The KAS method was applied to lumefantrine experimental data and results obtained through a multistep process were observed. To perform the new adjustment, it was considered the general model proposed by Cai and Liu [22] with variable derivative order to fit five data subintervals. It was observed that the process initiates as an integer order kinetics until α = 0.3 and then follows a fractional kinetic model. The activation energy for each subinterval has an increasing behavior, as observed in KAS results, and for fractional steps, smaller activation energies were observed than predicted by the KAS method, which is consistent with the preliminar analysis done in this work. Also, the rmsd obtained in this method was 100 times smaller than the single-step analysis. Therefore, these results indicate that the process is multistep with simultaneous reactions, since the parameters do not correspond to any ideal model, and with variable derivative order during the advance of the reaction.

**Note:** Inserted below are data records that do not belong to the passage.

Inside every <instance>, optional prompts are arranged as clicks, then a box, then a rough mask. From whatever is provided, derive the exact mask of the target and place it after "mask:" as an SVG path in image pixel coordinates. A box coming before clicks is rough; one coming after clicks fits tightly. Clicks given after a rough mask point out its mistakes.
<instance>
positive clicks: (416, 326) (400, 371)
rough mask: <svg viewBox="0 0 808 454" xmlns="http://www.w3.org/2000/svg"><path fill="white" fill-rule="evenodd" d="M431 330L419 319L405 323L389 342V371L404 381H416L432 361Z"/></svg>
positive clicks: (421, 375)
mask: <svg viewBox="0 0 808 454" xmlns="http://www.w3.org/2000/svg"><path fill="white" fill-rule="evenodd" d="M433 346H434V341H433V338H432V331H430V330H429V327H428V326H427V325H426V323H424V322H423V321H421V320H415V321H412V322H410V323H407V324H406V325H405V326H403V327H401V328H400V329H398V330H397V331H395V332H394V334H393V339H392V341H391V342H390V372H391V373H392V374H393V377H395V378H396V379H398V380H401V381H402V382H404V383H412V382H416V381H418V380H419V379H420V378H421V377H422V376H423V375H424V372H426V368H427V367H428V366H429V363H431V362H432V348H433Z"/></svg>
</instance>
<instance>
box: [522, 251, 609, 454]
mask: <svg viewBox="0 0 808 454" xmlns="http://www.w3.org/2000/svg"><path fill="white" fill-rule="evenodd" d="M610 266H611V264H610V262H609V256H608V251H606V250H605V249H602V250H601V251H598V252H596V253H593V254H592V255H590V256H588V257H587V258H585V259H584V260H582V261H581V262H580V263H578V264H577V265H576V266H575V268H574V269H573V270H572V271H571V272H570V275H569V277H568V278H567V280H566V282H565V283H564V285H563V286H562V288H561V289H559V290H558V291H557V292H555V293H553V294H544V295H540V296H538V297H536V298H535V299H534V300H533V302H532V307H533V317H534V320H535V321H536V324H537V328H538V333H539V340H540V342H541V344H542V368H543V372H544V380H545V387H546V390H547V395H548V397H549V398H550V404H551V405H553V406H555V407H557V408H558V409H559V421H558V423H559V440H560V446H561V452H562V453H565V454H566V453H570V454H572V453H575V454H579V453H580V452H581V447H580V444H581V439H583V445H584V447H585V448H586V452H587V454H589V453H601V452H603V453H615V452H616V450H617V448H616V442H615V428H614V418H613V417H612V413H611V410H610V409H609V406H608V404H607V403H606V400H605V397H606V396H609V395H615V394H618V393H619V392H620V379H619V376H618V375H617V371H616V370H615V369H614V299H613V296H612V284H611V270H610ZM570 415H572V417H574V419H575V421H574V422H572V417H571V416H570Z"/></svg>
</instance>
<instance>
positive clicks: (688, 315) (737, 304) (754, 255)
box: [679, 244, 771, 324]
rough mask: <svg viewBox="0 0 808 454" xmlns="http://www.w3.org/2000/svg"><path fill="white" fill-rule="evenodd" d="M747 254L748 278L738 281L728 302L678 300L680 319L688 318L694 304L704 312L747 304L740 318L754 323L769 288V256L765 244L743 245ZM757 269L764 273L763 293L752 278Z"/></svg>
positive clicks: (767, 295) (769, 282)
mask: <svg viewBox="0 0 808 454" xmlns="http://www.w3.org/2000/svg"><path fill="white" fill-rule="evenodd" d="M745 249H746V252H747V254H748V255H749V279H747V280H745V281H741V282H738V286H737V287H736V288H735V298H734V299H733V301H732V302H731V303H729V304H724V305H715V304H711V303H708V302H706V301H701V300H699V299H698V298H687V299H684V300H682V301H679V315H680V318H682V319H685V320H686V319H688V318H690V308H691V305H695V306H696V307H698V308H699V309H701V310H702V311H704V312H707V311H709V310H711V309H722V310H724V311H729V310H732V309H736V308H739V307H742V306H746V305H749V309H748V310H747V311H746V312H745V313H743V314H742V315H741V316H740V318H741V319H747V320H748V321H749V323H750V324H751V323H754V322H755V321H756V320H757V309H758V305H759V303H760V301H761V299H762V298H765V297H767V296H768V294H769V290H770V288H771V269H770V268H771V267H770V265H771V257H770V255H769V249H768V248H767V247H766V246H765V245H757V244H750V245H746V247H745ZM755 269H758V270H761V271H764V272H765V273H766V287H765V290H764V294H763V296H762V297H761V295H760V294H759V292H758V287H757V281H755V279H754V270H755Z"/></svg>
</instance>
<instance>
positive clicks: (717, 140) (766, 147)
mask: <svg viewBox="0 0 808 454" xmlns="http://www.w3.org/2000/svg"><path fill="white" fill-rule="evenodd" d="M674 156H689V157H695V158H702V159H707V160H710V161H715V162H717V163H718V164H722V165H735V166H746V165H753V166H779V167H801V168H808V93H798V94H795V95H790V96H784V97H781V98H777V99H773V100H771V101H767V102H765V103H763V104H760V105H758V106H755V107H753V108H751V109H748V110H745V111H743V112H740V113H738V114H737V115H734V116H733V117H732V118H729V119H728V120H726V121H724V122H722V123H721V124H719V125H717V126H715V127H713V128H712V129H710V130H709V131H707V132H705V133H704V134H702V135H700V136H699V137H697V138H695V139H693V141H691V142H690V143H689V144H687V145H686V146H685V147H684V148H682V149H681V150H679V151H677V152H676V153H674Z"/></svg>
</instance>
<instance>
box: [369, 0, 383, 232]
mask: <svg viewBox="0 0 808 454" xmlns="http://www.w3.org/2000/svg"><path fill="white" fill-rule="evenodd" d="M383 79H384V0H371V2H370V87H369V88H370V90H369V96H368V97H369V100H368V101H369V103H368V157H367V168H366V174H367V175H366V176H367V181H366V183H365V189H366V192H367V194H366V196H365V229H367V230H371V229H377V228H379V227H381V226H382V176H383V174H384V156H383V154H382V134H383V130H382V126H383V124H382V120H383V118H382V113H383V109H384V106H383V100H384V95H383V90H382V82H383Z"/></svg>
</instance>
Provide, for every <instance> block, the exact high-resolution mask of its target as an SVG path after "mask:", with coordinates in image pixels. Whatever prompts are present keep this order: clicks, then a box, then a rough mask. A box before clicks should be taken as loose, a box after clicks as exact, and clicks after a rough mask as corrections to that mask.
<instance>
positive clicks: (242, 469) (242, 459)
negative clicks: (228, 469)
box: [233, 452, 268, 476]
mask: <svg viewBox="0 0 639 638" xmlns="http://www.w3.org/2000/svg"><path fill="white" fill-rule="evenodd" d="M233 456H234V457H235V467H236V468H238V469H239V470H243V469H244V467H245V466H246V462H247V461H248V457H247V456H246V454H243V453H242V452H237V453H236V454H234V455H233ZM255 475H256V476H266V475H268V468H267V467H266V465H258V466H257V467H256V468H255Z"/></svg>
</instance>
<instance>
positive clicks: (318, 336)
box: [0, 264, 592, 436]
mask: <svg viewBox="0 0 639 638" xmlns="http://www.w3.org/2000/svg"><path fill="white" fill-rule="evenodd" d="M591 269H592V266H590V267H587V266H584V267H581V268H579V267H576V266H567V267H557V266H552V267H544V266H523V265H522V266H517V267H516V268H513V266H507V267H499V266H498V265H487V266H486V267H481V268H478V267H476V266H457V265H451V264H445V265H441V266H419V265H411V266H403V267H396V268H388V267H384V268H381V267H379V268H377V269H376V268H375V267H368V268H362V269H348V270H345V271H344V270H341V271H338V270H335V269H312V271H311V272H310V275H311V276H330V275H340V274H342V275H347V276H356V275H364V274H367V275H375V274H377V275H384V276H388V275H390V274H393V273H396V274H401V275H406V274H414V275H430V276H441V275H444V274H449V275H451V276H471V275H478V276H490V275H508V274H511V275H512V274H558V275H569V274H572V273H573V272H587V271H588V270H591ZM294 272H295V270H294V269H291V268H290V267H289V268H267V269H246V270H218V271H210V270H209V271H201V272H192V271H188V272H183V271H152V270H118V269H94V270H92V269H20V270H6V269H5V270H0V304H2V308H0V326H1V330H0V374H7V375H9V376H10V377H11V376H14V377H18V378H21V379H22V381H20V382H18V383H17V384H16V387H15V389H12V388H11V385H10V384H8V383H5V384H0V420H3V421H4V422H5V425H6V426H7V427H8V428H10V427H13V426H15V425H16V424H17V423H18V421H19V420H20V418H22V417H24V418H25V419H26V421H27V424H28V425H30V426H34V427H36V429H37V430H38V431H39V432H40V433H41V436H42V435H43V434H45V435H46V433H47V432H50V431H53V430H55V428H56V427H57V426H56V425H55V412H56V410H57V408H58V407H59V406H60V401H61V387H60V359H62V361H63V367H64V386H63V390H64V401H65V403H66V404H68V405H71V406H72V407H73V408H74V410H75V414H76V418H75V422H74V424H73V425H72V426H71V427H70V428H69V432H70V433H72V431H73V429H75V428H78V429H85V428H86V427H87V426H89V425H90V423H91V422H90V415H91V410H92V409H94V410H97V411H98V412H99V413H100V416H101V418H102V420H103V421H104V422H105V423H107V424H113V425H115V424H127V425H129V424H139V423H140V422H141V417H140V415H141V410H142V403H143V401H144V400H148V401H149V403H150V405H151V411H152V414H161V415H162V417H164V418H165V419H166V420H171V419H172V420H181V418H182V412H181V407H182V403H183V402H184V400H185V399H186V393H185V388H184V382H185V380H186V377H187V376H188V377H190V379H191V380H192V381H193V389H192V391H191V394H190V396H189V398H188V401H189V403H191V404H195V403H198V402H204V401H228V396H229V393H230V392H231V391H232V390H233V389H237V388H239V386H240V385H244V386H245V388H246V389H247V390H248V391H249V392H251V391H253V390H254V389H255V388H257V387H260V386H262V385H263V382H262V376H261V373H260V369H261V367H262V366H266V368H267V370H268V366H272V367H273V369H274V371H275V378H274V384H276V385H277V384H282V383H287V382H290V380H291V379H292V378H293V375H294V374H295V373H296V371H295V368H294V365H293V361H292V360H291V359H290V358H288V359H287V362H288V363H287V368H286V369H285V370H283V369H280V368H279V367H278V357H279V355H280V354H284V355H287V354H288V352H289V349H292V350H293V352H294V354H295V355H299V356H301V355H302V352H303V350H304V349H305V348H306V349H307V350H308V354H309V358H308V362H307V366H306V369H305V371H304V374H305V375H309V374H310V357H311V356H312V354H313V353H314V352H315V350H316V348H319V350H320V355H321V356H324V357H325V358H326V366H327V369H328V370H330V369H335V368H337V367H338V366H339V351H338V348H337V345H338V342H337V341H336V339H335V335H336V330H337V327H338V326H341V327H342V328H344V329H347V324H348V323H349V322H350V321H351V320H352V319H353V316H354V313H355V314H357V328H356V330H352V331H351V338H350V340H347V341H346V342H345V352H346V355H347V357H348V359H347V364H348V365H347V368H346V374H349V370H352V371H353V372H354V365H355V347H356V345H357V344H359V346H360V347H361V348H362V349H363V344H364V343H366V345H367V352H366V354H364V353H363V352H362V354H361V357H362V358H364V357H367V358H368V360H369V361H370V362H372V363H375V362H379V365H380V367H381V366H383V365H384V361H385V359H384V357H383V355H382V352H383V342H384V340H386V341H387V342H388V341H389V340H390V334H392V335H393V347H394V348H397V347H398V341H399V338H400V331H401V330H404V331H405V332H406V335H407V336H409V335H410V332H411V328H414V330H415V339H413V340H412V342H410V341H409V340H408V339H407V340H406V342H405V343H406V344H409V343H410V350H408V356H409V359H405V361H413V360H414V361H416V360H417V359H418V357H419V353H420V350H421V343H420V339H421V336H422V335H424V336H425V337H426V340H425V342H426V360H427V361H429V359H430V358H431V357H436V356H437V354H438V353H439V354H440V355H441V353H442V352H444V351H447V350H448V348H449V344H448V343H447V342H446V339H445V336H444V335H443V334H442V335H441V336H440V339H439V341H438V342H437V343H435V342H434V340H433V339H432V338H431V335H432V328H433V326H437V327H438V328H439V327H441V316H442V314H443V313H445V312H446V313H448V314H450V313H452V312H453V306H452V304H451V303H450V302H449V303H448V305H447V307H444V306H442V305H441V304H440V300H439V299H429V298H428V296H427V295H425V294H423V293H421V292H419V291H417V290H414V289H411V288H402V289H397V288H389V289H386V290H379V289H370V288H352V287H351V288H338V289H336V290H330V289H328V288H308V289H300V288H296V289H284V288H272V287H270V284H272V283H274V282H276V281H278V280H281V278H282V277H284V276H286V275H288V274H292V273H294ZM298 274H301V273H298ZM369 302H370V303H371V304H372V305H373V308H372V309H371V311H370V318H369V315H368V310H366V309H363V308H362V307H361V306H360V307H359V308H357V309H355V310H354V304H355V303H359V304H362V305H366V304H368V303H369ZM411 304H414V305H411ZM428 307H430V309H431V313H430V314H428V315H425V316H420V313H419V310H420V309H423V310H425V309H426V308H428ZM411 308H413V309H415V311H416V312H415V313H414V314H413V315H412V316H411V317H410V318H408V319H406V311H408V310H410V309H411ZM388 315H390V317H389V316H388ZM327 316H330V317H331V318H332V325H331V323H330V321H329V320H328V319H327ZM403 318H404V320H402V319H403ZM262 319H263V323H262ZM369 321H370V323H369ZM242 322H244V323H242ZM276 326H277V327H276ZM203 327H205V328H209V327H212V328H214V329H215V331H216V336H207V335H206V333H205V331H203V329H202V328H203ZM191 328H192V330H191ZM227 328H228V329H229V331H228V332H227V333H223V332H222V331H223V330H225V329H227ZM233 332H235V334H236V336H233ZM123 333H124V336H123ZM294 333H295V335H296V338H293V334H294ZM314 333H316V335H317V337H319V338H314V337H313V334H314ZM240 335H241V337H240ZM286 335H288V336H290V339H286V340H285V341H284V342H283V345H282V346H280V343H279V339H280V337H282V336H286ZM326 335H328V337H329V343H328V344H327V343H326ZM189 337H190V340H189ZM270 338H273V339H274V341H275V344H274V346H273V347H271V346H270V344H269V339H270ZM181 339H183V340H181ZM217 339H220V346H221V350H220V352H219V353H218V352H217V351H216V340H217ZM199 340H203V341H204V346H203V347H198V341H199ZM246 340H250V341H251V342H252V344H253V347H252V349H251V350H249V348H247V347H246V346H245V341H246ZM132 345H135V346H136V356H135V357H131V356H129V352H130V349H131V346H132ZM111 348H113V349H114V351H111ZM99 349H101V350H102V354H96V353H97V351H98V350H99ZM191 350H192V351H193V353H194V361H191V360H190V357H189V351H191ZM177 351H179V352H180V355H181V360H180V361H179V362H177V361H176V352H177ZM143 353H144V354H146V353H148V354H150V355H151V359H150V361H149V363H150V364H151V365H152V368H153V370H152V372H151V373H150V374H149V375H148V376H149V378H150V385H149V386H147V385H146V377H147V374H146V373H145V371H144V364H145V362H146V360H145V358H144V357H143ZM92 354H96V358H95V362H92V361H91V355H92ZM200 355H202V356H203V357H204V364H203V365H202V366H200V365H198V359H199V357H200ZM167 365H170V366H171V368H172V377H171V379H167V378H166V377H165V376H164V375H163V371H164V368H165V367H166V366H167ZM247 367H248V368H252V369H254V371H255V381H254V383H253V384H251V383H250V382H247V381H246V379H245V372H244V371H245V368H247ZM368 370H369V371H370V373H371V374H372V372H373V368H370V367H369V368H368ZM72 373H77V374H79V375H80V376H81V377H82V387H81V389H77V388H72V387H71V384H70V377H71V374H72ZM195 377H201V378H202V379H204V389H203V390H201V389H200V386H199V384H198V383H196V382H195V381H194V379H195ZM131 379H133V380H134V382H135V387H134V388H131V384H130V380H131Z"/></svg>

From Eqs. 4 and 11, one can see that the fractional derivative and the solution of a fractional differential equation at time t₁ depends on all values for t < t₁ and in this sense, the fractional derivative has a kind of “memory.” From this point of view, the fractional kinetic model can be understood as a process in which all previous reaction coordinates have influence on the current reaction coordinate. Therefore, the fractional kinetic model presents a useful generalization in thermal analysis both in the adjustment numerical process, since it increases the degrees of freedom, and in the physical interpretation of the reaction. Further works are necessary to provide more insights and new methodologies to treat experimental data.